Saturday, April 18, 2009

Nerd Libs

This solicit has been showing up in the recent DC Comics titles this month. Yes, it's stupid.

I'm cynical enough that I'm convinced comic book companies put out these sort of advertisements just so suckers like me post and comment on them. Yeah, Okay. It worked. Other and far more qualified and caring critics will be commenting on why the members of the JLA are so serious about Supergirl's breasts. I imagine there will be plenty of "Caption What The Guys Are Thinking" contests going around for everyone to play with.

For my efforts though it's going to be interesting to see how people are going to insert their own words in the redacted spaces in the "memo" from Dan Didio to Ian Sattler.

Why do I think it's going to be along the lines of Gang-Orgy, Supergirl and YouTube?


  1. Supergirl's, uh, 'development', is one thing that's pretty much wrong with this picture.

    What's worse is, after 35 years, they've put Jackson Bostwick's hair on Capt. Marvel! SAY 'NO' TO BUTT-CUTS!

  2. My higher self is saying the the DCU's most famous little cousin is all is getting new respect from the DCU common;or about to get a vicious beat down.

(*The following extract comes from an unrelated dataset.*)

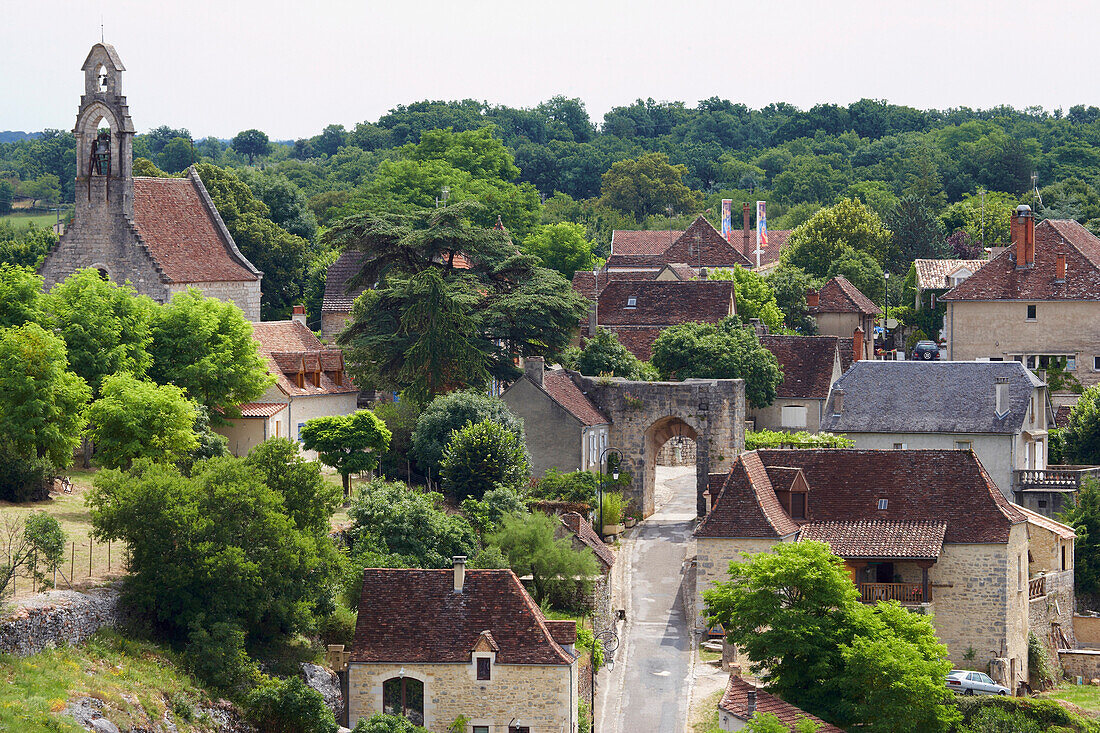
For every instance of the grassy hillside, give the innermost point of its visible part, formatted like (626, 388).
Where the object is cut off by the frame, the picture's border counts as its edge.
(138, 684)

    And being a male of course, well aware of my lower self I must admit that the "what the guys are gonna do to her"? crossed my twisted mind, funny captions and all.

    You are obviously creative and intelligent. So if I were paraphrasing Stan Lee by saying "It's an all-out-slug-fest-fight-bonanza"! What if we blanked out THESE words: "Its an all-out-___-fest____-bonanza"!

    Of course comics have been doing this for years. Not to date myself (Practically Jurassic) I remember the old sexed up costumes from the Silver and Bronze Age Legion of Superheroes,X-Men, Janet Van-Dyne's costume closet alone; all of these were probably part of what we all know: sex sells...especially to teenage boys.

    But not being a fan of the whole "women in refrigerators" paradigm I wonder about the subconscious message it sends. I say that if they tried Kara Zor-El would kick the shit out of all of them: even Captain Marvel's magic ass. You don't back baby in a corner.

    By the way: I LOVE this blog...keep it up.

  3. Those are boobs? I pride myself on usually being able to spot breasts in a comic no matter how abstract, but that didn't register at all. It really looks more like she's got a superbun in the oven.

    And why would they want to reinforce that particular perception about Hal Jordan's interest in jailbait?